Student Resource Pages - Dangerous for Fish
When fish die, special kinds of detectives investigate. They ask, "Hmmm...did the fish die naturally? Or, was pollution the killer? Or, did a harmful algal bloom do it?"
Natural Causes
Sometimes natural causes killed the fish since, like humans, fish can just get sick and die. A fish's age is the biggest clue for detectives wanting to know if it died of natural causes.
Greg Southard, a TPWD scientist, shares a really cool way to figure out the age of fish.
Scientists count the rings of otoliths to find the age of a fish. That provides a clue about whether or not the fish died of natural causes.
Check this out:
"Texas Parks and Wildlife Department biologists can age fish by counting the rings on a structure called an "otolith" (oh-toe-lith) within the inner ear of fish - much in the same way that trees are aged by the rings in the tree's trunk."
Pollution
If pollution killed the fish, investigators ask, "Do we blame nonpoint source or source pollution?"
Nonpoint Source Pollution
Pollution that can't be traced to just one person or place. It comes from many different sources.
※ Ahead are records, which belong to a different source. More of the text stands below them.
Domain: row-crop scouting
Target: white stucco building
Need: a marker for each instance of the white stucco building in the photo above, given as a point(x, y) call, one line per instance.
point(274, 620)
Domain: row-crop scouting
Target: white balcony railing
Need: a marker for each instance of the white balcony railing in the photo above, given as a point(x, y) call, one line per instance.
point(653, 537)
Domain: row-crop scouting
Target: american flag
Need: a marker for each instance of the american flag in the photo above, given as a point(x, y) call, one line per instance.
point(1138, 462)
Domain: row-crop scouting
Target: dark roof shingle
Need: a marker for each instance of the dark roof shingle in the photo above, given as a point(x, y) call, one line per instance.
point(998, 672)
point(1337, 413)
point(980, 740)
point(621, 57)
Some rainwater goes straight into our lakes, rivers, and streams, but a lot of it falls on roads and in yards first. We call
that "runoff."
Runoff brings icky stuff like oil from the streets and fertilizer from our yards with it when it flows into lakes, rivers, and streams. That's "nonpoint source pollution."
Source Pollution
Pollution that can be traced to one person or place. You can "point" your finger at it. Source pollution happens when people put things into the water on purpose. Throwing bottles, tires, candy wrappers, or dumping paint or used motor oil right into the water all give examples of source pollution.